The Batscan!

The Batscan!

The Texas night sky is full of life. On almost any night of the year, there are insects from ground level up to over a mile high. And where there are insects, you’ll find bats trying to catch them. For ecologists, however, this is a very challenging place to work. Studying tiny animals so far overhead is very difficult! As a result, clever scientists are adapting some amazing technologies to allow us to “see” what’s going on up there.

The Batscan, a.k.a. Birdscan, a special radar for tracking animal migration. Now it’s learning to recognize bats!

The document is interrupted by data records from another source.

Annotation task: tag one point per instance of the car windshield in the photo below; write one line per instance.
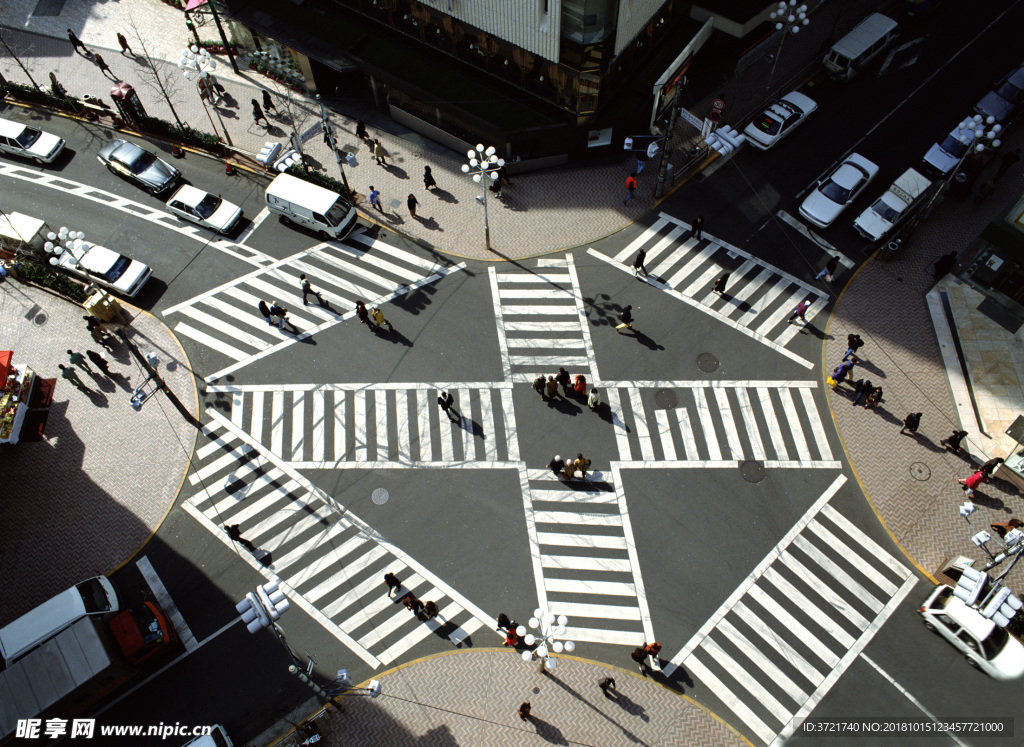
(28, 136)
(117, 270)
(208, 206)
(995, 641)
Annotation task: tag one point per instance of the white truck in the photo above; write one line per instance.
(893, 206)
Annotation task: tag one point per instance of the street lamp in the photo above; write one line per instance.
(197, 64)
(788, 17)
(483, 163)
(545, 624)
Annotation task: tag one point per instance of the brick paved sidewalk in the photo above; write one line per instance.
(84, 499)
(471, 698)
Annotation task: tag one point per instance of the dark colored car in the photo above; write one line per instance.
(139, 166)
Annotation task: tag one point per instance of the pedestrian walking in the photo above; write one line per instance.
(99, 362)
(953, 440)
(911, 422)
(103, 67)
(268, 104)
(445, 402)
(307, 290)
(626, 319)
(72, 375)
(378, 317)
(375, 198)
(1008, 162)
(538, 385)
(258, 114)
(638, 265)
(124, 44)
(235, 533)
(551, 387)
(853, 343)
(77, 359)
(800, 310)
(828, 271)
(696, 231)
(631, 187)
(77, 43)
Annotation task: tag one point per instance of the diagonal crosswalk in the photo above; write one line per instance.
(585, 556)
(719, 423)
(777, 645)
(226, 319)
(328, 562)
(386, 424)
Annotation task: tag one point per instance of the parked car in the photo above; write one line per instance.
(99, 264)
(135, 164)
(208, 210)
(986, 646)
(1003, 100)
(19, 139)
(778, 120)
(838, 190)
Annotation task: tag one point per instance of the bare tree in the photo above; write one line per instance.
(166, 81)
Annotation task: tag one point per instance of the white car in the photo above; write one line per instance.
(19, 139)
(986, 646)
(208, 210)
(838, 190)
(98, 264)
(778, 120)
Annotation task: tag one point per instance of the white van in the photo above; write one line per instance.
(858, 47)
(298, 201)
(93, 596)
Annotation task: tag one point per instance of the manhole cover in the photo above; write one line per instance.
(921, 471)
(752, 471)
(707, 362)
(666, 399)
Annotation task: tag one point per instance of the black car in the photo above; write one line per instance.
(135, 164)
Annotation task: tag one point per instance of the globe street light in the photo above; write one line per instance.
(197, 64)
(545, 624)
(483, 164)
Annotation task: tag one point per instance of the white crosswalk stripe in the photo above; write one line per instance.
(735, 421)
(541, 321)
(356, 425)
(774, 648)
(329, 564)
(585, 556)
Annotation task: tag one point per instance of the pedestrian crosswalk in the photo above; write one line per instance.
(226, 319)
(759, 297)
(718, 423)
(386, 424)
(783, 637)
(327, 561)
(585, 556)
(541, 320)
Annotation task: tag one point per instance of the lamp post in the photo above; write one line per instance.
(547, 626)
(197, 64)
(483, 163)
(788, 18)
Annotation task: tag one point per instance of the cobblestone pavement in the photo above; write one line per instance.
(91, 493)
(416, 706)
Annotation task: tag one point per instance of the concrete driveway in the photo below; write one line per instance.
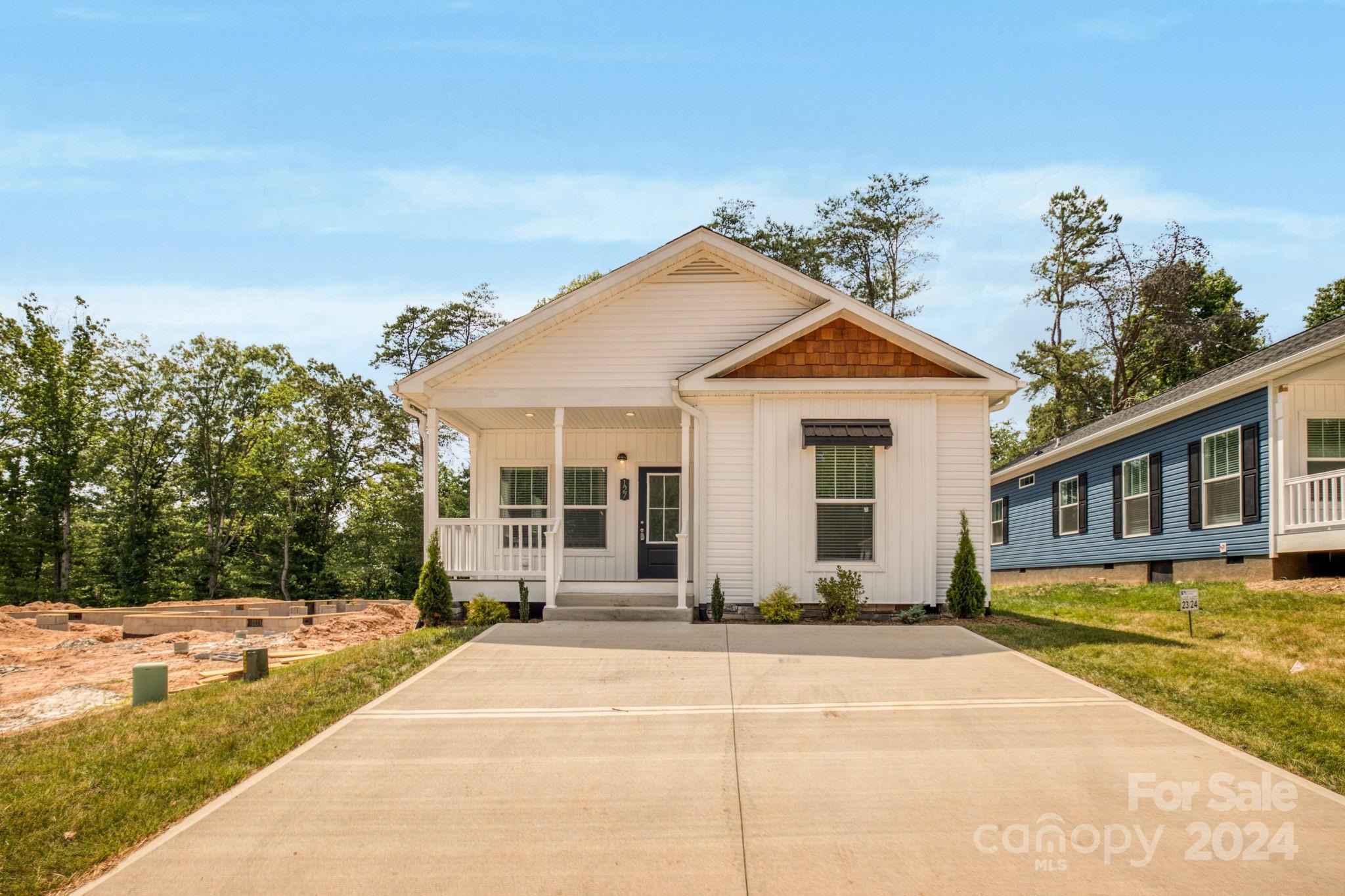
(590, 757)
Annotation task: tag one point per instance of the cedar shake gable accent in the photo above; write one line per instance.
(843, 350)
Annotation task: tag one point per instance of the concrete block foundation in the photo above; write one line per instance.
(1222, 568)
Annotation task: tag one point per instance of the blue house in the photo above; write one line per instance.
(1237, 475)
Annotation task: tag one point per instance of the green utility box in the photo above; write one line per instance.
(256, 664)
(148, 683)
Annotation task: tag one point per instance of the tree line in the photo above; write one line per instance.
(213, 469)
(1126, 320)
(217, 469)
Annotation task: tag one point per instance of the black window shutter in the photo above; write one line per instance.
(1115, 501)
(1055, 508)
(1193, 485)
(1251, 473)
(1083, 503)
(1156, 494)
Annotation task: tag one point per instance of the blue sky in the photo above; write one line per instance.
(298, 172)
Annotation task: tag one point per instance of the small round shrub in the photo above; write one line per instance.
(843, 595)
(780, 606)
(486, 612)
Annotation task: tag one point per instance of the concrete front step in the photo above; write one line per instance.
(618, 614)
(617, 601)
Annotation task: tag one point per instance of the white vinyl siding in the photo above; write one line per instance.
(585, 508)
(1134, 498)
(1222, 488)
(1069, 509)
(844, 488)
(1325, 444)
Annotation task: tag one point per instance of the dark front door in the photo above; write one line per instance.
(661, 519)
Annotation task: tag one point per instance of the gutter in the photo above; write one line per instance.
(698, 571)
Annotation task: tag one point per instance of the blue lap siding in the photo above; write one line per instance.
(1030, 540)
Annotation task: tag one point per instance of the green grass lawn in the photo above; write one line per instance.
(1231, 680)
(82, 792)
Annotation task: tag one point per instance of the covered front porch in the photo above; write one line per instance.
(572, 500)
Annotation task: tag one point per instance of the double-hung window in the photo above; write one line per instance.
(1325, 445)
(1134, 496)
(997, 522)
(523, 496)
(1222, 489)
(1069, 505)
(845, 501)
(585, 507)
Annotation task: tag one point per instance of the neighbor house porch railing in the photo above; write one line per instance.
(1314, 500)
(494, 548)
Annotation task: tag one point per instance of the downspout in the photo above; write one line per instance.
(698, 571)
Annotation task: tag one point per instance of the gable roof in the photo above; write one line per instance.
(1293, 352)
(839, 349)
(725, 254)
(967, 370)
(603, 288)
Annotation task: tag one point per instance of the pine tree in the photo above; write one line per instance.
(435, 595)
(966, 590)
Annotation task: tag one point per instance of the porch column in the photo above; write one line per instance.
(430, 475)
(556, 543)
(684, 559)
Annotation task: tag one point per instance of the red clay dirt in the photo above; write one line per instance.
(46, 675)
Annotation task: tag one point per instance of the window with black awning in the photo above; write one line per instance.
(848, 431)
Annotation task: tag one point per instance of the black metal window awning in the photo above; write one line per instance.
(848, 433)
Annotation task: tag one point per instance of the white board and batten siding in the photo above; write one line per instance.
(730, 499)
(1317, 391)
(646, 337)
(963, 481)
(761, 507)
(584, 448)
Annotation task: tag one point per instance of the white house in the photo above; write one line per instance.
(707, 412)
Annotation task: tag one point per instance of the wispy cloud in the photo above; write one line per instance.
(93, 147)
(541, 50)
(1134, 27)
(146, 15)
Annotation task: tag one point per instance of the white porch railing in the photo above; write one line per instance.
(493, 548)
(1314, 500)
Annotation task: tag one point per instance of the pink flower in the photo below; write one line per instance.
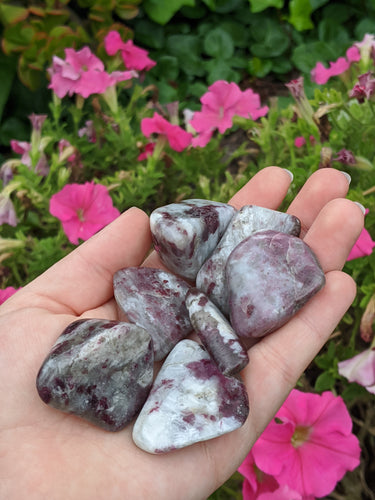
(282, 493)
(7, 292)
(346, 157)
(82, 73)
(149, 149)
(309, 445)
(177, 137)
(22, 148)
(83, 209)
(363, 246)
(134, 57)
(89, 131)
(360, 369)
(299, 141)
(365, 87)
(7, 211)
(321, 74)
(221, 103)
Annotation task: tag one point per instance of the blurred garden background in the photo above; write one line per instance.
(108, 104)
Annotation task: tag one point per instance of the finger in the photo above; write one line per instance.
(321, 187)
(267, 189)
(83, 279)
(327, 238)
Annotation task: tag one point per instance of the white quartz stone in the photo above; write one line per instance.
(191, 401)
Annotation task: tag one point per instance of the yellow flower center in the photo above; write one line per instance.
(300, 436)
(81, 214)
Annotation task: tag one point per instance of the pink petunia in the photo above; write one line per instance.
(7, 211)
(282, 493)
(83, 209)
(299, 141)
(363, 246)
(309, 445)
(360, 369)
(353, 54)
(148, 150)
(221, 103)
(177, 137)
(82, 73)
(134, 57)
(7, 292)
(256, 482)
(364, 89)
(320, 74)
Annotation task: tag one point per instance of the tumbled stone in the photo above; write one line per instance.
(185, 234)
(100, 370)
(270, 276)
(190, 401)
(216, 333)
(248, 220)
(155, 300)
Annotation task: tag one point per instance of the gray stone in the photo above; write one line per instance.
(216, 333)
(185, 234)
(250, 219)
(190, 401)
(155, 300)
(100, 370)
(270, 276)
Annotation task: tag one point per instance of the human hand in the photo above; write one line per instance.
(45, 453)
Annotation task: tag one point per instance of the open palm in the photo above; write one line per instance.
(48, 454)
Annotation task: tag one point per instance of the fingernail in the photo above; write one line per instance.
(290, 174)
(361, 207)
(348, 177)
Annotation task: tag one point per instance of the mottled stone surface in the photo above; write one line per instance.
(155, 300)
(216, 333)
(190, 401)
(270, 277)
(211, 277)
(100, 370)
(185, 234)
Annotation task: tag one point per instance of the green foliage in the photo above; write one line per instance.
(202, 45)
(161, 11)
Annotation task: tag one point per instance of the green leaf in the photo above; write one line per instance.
(300, 11)
(259, 5)
(167, 67)
(305, 56)
(324, 382)
(17, 37)
(364, 26)
(223, 6)
(271, 39)
(149, 34)
(220, 69)
(334, 34)
(217, 43)
(8, 71)
(161, 11)
(281, 65)
(238, 33)
(13, 128)
(259, 67)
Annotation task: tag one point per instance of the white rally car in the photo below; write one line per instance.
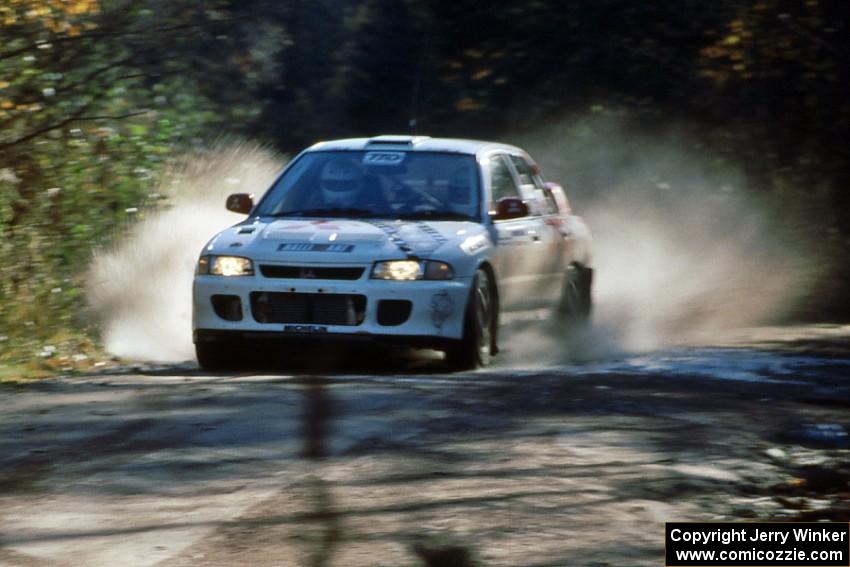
(411, 241)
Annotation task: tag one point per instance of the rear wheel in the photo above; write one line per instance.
(576, 301)
(476, 347)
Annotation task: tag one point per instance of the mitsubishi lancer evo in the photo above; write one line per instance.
(406, 241)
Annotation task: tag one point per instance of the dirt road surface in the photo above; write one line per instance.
(572, 464)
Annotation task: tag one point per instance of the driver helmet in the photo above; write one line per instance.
(341, 181)
(460, 192)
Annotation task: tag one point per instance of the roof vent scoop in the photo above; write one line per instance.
(397, 140)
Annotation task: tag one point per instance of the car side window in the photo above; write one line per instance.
(532, 182)
(501, 180)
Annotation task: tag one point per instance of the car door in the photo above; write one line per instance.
(556, 238)
(518, 240)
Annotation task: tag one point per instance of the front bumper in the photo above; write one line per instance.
(436, 313)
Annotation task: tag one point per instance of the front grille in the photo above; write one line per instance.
(393, 312)
(309, 272)
(308, 308)
(228, 307)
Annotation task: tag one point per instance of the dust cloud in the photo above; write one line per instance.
(684, 250)
(140, 289)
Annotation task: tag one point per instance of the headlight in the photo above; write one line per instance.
(225, 266)
(412, 270)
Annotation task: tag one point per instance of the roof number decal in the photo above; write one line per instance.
(383, 158)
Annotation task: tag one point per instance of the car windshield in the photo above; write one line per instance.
(377, 184)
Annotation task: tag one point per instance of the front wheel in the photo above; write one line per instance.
(476, 347)
(576, 301)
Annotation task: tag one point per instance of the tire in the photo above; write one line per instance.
(576, 302)
(216, 356)
(475, 349)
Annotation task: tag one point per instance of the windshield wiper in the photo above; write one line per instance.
(330, 212)
(433, 215)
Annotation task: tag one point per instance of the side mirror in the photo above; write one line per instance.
(240, 203)
(510, 208)
(560, 197)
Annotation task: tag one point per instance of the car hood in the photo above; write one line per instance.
(344, 240)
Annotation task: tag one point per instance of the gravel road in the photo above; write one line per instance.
(575, 464)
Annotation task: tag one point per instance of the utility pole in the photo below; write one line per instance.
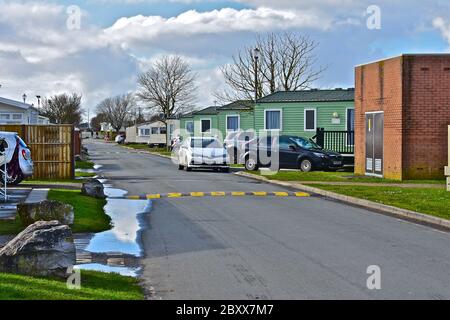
(256, 54)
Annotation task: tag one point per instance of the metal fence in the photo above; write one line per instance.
(52, 149)
(339, 141)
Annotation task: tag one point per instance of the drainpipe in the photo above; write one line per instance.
(447, 169)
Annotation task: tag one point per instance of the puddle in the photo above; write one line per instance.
(124, 271)
(127, 220)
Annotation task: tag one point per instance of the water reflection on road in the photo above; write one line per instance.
(122, 239)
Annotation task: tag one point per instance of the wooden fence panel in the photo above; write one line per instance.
(52, 149)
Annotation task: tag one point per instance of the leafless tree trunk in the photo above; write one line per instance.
(117, 110)
(63, 109)
(169, 87)
(287, 62)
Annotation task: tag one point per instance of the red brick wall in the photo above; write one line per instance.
(378, 87)
(426, 112)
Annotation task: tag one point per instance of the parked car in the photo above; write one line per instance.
(17, 157)
(293, 153)
(120, 138)
(202, 152)
(235, 143)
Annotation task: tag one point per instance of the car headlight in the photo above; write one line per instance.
(320, 155)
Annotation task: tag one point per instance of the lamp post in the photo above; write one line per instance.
(256, 56)
(39, 101)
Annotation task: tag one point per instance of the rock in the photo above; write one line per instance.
(45, 248)
(93, 188)
(47, 210)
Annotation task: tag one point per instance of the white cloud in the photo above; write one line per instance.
(443, 26)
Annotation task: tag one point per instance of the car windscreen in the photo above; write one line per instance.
(205, 143)
(246, 136)
(22, 143)
(306, 144)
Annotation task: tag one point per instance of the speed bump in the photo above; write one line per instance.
(198, 194)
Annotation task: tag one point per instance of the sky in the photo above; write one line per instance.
(98, 47)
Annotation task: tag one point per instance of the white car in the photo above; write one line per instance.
(17, 157)
(203, 152)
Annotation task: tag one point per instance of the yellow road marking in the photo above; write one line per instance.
(218, 194)
(260, 193)
(174, 195)
(133, 197)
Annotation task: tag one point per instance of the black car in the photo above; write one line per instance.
(293, 152)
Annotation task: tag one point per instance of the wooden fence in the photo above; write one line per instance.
(52, 149)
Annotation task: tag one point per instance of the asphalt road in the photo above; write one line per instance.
(268, 247)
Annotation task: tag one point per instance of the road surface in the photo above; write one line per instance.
(269, 247)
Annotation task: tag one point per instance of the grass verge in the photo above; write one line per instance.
(435, 202)
(338, 176)
(80, 164)
(94, 286)
(89, 213)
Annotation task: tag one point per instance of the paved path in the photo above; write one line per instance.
(270, 247)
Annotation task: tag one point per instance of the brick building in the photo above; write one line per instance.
(402, 110)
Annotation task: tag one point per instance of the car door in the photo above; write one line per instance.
(288, 153)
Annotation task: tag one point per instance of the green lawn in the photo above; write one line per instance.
(84, 165)
(431, 201)
(340, 176)
(94, 286)
(89, 213)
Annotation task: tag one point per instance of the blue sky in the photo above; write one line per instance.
(118, 39)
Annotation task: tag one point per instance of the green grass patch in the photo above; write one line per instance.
(50, 181)
(89, 213)
(432, 201)
(339, 176)
(94, 286)
(80, 164)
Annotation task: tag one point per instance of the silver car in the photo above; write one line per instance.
(17, 156)
(203, 152)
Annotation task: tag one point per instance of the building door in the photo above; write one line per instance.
(374, 143)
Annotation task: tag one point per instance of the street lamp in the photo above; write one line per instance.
(39, 101)
(256, 56)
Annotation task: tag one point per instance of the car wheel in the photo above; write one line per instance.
(186, 167)
(250, 164)
(306, 165)
(13, 181)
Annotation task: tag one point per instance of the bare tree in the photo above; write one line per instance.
(168, 86)
(117, 110)
(287, 62)
(63, 109)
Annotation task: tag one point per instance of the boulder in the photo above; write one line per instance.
(93, 188)
(47, 210)
(45, 248)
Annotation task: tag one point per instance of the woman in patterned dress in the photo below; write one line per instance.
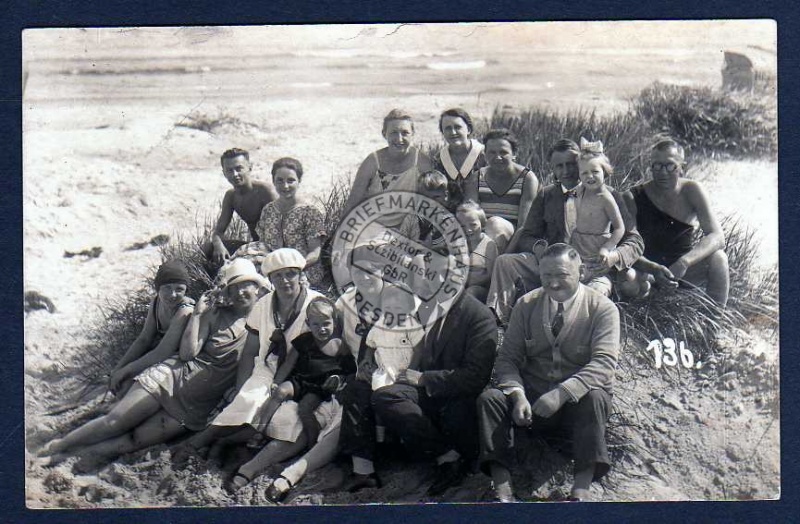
(177, 395)
(292, 222)
(393, 168)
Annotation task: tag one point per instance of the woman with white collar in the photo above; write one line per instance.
(461, 157)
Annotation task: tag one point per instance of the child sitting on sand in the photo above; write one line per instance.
(396, 335)
(482, 249)
(599, 226)
(247, 198)
(315, 368)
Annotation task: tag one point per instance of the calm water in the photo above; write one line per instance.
(514, 61)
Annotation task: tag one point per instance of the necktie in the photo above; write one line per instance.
(570, 213)
(558, 320)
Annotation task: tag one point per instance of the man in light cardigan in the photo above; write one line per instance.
(555, 370)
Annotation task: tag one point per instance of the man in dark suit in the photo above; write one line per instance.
(431, 407)
(551, 220)
(555, 371)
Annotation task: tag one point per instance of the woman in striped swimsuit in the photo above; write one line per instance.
(506, 189)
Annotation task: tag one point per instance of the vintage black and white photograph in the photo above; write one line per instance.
(401, 263)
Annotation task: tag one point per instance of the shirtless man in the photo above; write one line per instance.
(667, 211)
(247, 198)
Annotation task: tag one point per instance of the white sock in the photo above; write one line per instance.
(450, 456)
(362, 466)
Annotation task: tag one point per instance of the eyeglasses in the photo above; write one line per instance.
(669, 166)
(285, 274)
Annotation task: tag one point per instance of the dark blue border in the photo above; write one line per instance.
(20, 14)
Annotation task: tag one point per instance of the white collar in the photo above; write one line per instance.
(567, 303)
(469, 162)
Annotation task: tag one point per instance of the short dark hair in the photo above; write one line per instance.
(432, 179)
(289, 163)
(502, 134)
(233, 153)
(560, 249)
(456, 112)
(322, 306)
(396, 114)
(562, 146)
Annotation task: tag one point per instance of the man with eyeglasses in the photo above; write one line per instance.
(667, 211)
(551, 220)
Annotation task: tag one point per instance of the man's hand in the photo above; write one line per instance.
(664, 277)
(679, 268)
(521, 412)
(365, 369)
(333, 384)
(608, 258)
(546, 405)
(410, 377)
(220, 254)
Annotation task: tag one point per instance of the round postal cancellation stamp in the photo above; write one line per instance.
(398, 279)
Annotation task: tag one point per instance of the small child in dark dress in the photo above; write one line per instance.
(314, 369)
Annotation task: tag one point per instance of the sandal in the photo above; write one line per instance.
(256, 442)
(275, 494)
(237, 482)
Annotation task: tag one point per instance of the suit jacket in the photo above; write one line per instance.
(583, 357)
(457, 361)
(546, 221)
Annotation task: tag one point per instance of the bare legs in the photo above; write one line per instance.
(134, 408)
(717, 277)
(275, 451)
(157, 429)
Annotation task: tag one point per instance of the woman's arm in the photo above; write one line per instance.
(491, 256)
(194, 337)
(713, 236)
(530, 187)
(359, 190)
(165, 349)
(248, 360)
(315, 233)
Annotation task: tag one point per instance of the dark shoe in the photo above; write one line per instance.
(237, 482)
(505, 499)
(358, 482)
(448, 475)
(277, 495)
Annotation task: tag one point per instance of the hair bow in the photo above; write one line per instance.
(591, 147)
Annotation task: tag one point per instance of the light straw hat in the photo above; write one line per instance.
(239, 270)
(282, 258)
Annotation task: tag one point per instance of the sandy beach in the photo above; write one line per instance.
(109, 162)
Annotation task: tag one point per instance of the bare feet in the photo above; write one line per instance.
(51, 448)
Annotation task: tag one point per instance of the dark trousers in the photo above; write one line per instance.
(428, 426)
(357, 434)
(584, 422)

This equipment from Vogelwarte, the Swiss Ornithological Institute,  is a specialized radar that “sees” animals flying overhead. It looks straight up and can discriminate targets as small as a large moth at altitudes from 50 meters high up to over 2500 meters (over a mile!) high. It was designed to study  bird migration and can recognize birds and insects and tell how high they are, which direction they are flying, and how fast they are going. We have temporarily installed it near Seguin, Texas to train it to recognize bats. Because this site is close to the largest Brazilian free-tailed bat colony in the world, it will record echos at night of hundreds of bats flying overhead. The blue image above is a visual snapshot of what the radar saw over time at this site on a recent night. The numbers on the left are the altitude in meters – so this shows what the radar saw from 200 up to 800 meters overhead (that’s 650 feet up to 2500 feet). The green circles over larger swoops are probably bats, and the red crosses over smaller swoops are insects. There are surely insects higher than appear here, but the radar doesn’t see smaller insects much higher than 200 meters or so.  Because this is Texas and everything is larger and more abundant than other places, we’ll have to do some work to calibrate the readings. Once we have a better idea of what the targets actually are, I’ll explain more about how to interpret these diagrams in a future blog post.

This data will help scientists to distinguish between birds and bats at sites anywhere else in the world. This is a collaborative project involving Cornell University, the University of Massachusetts, the Swiss Ornithological Institute, the University of Tennessee, and other research groups interested in applying advanced technologies to studying animal migration.